The projections also point to a significant deterioration in labor indicators in 2020. The unemployment rate is expected to reach around 11.5%, marking an increase of 3.4 percentage points versus 2019 (8.1%). Thus, the number of unemployed persons in the region would rise to 37.7 million. Furthermore, the elevated participation of Small and Medium-sized Enterprises (SMEs) in job creation (more than 50% of formal employment) increases the negative impact, since this sector has been harshly affected by the crisis, while gender inequality will accentuate with measures such as school closures, social isolation and greater numbers of people who are ailing, since the burden of unpaid work borne by women will increase.
At the same time, the -5.3% drop in GDP and the rise in unemployment will have a direct negative effect on the income of households and on their possibilities for obtaining enough resources to meet basic needs. In that context, the poverty rate in the region is seen increasing by 4.4 percentage points in 2020, rising from 30.3% to 34.7%, which means that 29 million more people will find themselves in situations of poverty. Meanwhile, extreme poverty is seen rising by 2.5 percentage points, going from 11.0% to 13.5%, which represents an increase of 16 million people.
“The leaders of the G20 should be in favor of multilateral organizations making loans at favorable interest rates and alleviating the debt of countries that are highly indebted, deferring it or forgiving it. If that does not occur, the payments will be impossible and fiscal space will be compromised. Exceptional measures are required to confront an unprecedented crisis. There will be no progress without international cooperation and solidarity,” Alicia Bárcena underscored.
According to the report, this crisis in production will usher in changes that will outlast the health pandemic. Greater resilience in production networks will be needed, diversifying suppliers in terms of countries and companies, favoring locations that are closer to final consumption markets (nearshoring), and relocating strategic production-related and technological processes (reshoring). Companies are already adapting their internal operations to social distancing measures, accelerating the trend towards automation and digitalization, and an intensification of multilateralism’s fragility can be seen. ECLAC adds that while globalization will not be rolled back, there will be a more regionalized global economy centered around three poles: Europe, North America and East Asia.
“We must prepare for the post-COVID-19 world. We must think about the region’s future in the new economic geography given the elevated dependence on imported manufactured goods,” Bárcena indicated. “Industrial policies are needed that would allow the region to strengthen its production capacities and create new capacities in strategic sectors.”

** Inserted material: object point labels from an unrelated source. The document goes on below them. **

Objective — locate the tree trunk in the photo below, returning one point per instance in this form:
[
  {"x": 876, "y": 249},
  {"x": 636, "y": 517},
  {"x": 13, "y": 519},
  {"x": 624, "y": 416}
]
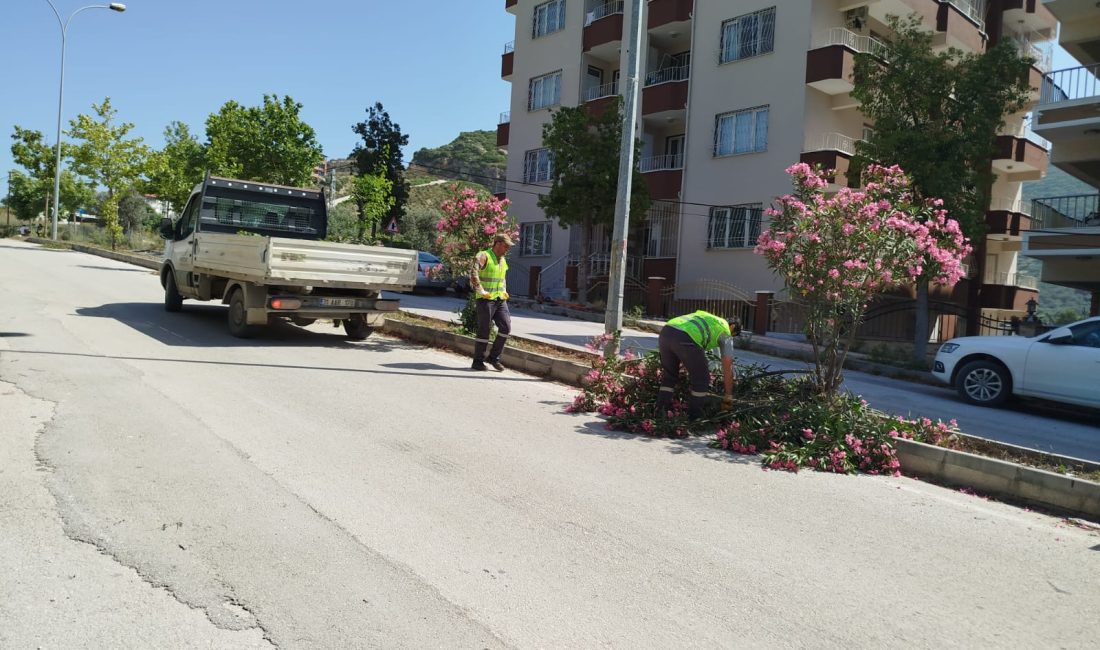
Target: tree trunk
[
  {"x": 921, "y": 327},
  {"x": 582, "y": 270}
]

“To have an impact in the new global economy, the region must move towards greater regional integration in terms of production, trade and technology. Our countries’ coordination on macroeconomic and production matters is crucial for negotiating the terms of the new normal, particularly with regard to an urgent aspect of the current crisis and in the medium term: the issue of financing for a new development pattern with equality and environmental sustainability,” ECLAC’s highest authority stated.